I am only trying to provide a counterbalance to all of the nonsense being spewed by many media/government voices. I did appreciate this quote the other day from AZ state health director Dr. Cara Christ:
As virologist William Haseltine stated:"We are not going to be able to stop the spread, and so we can’t stop living as well."
https://apnews.com/31d4645e75a13e4cc13ae199328f2c5f
A huge danger in telling people to wear masks is that they will think they can be in much more close contact with people than they would otherwise (and all the while, the mask is not protecting them: https://www.cidrap.umn.edu/sites/defaul ... 2.20_0.pdf)"This virus is going to respond to whatever we do to control it. We make a drug, it is going to resist it. We make a vaccine, it is going to try to get around it. We stay at home, it is going to figure out how to hang around longer."
https://www.cnn.com/2020/06/12/health/c ... index.html
"I'm a Deandre Ayton guy."--Al McCoy, September 21, 2022.
Re: Coronovirus: When should we be concerned?
I agree 100% with specialsauce:
specialsauce wrote: ↑Tue Mar 24, 2020 10:20 amThanks Dack. That’s what the CDC and therefore our local admin is telling us to wear. The virus is smaller and one would presume can get through those masks, therefore in close encounters you would think you need an N95 mask that filters out smaller particles. The whole world is pictured wearing these but the CDC (100% I believe because of the shortage here and therefore spin control) says totally unnecessary unless you’re doing a high risk procedure. They’re even telling us to make a homemade mask or use a bandana SMH.

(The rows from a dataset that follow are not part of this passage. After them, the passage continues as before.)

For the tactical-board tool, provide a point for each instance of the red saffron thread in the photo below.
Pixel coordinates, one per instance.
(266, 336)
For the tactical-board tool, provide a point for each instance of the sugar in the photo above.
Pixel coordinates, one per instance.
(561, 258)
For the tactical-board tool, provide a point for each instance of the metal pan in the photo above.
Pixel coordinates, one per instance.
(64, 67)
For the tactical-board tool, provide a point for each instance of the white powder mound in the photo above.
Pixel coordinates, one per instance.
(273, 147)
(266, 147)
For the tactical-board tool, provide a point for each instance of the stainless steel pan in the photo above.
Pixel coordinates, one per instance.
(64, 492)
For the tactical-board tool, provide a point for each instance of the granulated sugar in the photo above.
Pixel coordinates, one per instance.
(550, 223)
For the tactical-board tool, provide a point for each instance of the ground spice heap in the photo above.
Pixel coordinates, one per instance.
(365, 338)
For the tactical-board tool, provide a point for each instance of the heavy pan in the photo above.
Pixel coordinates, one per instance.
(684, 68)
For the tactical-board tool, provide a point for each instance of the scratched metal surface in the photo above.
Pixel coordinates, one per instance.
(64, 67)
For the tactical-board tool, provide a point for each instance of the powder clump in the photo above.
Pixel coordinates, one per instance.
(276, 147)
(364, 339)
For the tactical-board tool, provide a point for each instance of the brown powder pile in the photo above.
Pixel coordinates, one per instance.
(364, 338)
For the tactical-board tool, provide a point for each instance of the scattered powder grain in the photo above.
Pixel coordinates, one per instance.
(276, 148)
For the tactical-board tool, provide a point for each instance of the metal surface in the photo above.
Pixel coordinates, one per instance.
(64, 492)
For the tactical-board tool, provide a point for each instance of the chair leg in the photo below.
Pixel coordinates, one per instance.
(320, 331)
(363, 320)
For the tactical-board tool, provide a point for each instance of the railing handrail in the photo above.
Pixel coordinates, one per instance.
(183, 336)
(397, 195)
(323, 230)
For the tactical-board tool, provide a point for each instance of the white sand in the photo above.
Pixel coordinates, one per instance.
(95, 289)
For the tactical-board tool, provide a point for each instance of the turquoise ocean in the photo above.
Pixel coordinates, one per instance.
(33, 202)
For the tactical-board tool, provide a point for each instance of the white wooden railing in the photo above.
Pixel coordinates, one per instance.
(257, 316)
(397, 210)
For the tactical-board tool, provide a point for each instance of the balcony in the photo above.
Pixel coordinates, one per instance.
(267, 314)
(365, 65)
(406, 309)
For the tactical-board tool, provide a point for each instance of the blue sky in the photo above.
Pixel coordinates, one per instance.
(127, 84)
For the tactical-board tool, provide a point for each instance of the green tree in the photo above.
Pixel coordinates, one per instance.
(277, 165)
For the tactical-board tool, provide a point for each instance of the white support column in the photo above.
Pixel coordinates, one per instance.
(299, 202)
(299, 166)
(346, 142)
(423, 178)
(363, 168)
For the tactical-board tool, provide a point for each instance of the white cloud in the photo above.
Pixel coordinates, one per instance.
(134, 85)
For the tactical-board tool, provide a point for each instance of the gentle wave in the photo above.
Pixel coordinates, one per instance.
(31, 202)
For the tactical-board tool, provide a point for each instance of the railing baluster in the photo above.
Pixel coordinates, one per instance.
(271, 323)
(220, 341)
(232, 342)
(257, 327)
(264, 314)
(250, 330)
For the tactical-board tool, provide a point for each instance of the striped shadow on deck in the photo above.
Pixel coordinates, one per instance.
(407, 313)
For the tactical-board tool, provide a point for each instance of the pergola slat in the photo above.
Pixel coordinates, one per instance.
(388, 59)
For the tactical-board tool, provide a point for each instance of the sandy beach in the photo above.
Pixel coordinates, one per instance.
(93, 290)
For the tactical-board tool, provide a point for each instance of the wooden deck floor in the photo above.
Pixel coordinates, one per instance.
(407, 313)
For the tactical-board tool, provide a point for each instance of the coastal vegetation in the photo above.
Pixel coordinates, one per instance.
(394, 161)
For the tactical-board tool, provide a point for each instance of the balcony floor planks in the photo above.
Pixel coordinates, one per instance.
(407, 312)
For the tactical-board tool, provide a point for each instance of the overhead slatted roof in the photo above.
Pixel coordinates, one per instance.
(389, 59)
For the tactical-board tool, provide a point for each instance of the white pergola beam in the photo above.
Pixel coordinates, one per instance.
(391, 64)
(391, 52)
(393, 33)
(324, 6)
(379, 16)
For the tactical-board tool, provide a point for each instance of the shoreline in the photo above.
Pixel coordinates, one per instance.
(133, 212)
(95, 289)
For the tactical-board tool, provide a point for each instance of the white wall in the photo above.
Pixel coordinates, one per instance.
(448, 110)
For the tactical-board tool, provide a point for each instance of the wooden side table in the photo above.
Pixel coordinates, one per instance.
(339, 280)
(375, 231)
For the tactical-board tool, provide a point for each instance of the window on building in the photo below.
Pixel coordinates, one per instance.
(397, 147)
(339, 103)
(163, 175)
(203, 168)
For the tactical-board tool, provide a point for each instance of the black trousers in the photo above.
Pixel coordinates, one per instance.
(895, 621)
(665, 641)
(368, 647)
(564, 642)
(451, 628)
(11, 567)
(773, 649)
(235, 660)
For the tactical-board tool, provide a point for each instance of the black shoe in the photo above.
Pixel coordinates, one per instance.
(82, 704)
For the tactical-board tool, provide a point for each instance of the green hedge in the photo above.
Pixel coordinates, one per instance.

specialsauce wrote: ↑Tue Mar 24, 2020 12:50 pmIt’s a lot more complex than saying “spit.” Yes a surgical mask does offer good protection from a massive wad that carries a huge viral load. However! You see large droplets, but the tiny aerosolized particles are smaller than what you can see. They stay in the air for 3 hours after you cough, sneeze, use a nebulizer treatment, Cpap machine. You can’t see them. And they will go through the surgical mask, literally. It’s like you have guard rails but a small animal can squeeze through.
"I'm a Deandre Ayton guy."--Al McCoy, September 21, 2022.
- specialsauce
- Posts: 7930
- Joined: Fri Mar 07, 2014 8:45 pm
Re: Coronavirus: When should we be concerned?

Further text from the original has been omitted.